I think it's entirely possible that if vanheim and man had swapped places and the need to defend against R'lyeh then I'd be victorious here as it is I just couldn't justify starting a second war given the troops I needed to defend against him.
Last edited by Jarvis; 04-08-2012 at 10:27 PM.
04-08-2012, 11:08 PM
Lesser Hivemind Node
I don't think I saw a single Knight of Avalon in any battle where they could have made a real difference, but the Wardens seemed reasonably tough against thrice their number in standard troops or ~1.75x in national specials (Skinshifters). Which was about right for their cost. In most situations a lack of shield would have been ruinous for them, but you had the mixed fortune of facing nations that couldn't really use that against you. They weren't tough enough that I would have gone for an Earth 9/Dom10 build when I could have had something like a phoenix giving flaming, wind guided longbows everywhere, but that is a strategy shut down by anyone with air access for Arrow Fend or Storm/Fog Warriors. Which would have been me and maybe a percentage of Pythium's Arch Theurgs.

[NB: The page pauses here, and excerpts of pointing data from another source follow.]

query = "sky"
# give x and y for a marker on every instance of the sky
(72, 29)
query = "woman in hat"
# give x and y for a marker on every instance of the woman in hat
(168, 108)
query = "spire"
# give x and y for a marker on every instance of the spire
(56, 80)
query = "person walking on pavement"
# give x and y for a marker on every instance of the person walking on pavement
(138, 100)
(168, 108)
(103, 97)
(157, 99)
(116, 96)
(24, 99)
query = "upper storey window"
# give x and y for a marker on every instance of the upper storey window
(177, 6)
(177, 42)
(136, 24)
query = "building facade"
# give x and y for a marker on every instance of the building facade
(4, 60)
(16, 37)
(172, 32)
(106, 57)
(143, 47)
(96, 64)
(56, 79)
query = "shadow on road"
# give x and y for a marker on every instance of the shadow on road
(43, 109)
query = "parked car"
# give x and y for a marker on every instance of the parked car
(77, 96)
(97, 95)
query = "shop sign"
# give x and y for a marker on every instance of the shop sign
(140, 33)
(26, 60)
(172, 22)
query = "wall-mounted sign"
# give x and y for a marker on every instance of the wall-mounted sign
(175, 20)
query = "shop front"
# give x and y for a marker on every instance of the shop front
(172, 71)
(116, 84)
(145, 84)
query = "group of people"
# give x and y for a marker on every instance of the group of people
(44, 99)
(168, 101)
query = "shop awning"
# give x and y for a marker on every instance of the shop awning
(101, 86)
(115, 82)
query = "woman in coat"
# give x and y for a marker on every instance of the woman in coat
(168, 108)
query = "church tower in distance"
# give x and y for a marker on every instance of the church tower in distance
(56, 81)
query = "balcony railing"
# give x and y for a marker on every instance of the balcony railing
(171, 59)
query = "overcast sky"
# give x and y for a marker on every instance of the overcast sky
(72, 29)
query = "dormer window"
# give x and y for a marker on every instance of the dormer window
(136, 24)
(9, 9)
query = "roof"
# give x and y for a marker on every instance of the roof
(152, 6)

Ironically I was originally going to go for a similar stealth strategy - all my Vanir (including Van cavalry, Vanjarls, Vanherses and Vandrotts) were stealth capable but I only launched about two sneak attacks and recruited some 30-40 Van in total. Between my Dom7 and the high cost of the Van I coudln't really justify heavy investment for a unit of just four worthwhile rounds of attack (a spear and three javelins - no swords!), even if being mounted meant they dealt really well with fatigue and most units would never have hit them back due to obscene defensive scores. Instead, by the time I went to war with Man I was pulling in 40+ skinshifters a turn and had at least twenty Van commanders on the fronts purely to summon lightning bolts and winds.
Meanwhile I use the ships ability of my commanders (move through one sea province to another land province with your army) only once because I was landlocked. Even after I'd captured most of the coast. It might have helped in a defensive war against R'lyeh, but I'm not convinced the terrain was ideal for that. It would have required a lot of feinting and trapping.
When I first went to war with Ulm I was terrified it would get me killed. I knew Man had to attack me as part of the original informal alliance, because Ulm had you choked up in the middle and because holding R'lyehs water territories is nigh impossible for non-amphibious nations. Almost all of my troops were down south under the pretence of pressuring Pythium. (I got away with stacking up a decent number on Ulm's borders by claiming I had lots of Carpets, which was both a reasonable claim for my nation's paths/gems and made sense from a logistical point of view given the terrains and distances involved.)
Basically what I'm saying is we each played the others starting location and ideal strategy (me: troops, you: sacreds), but it worked out better for me after that One Battle At Gipha With The Summons.
I had a lucky starting location, lucky sites, and was luckily next to one of the nations that couldn't effectively choke me with PD or blockers.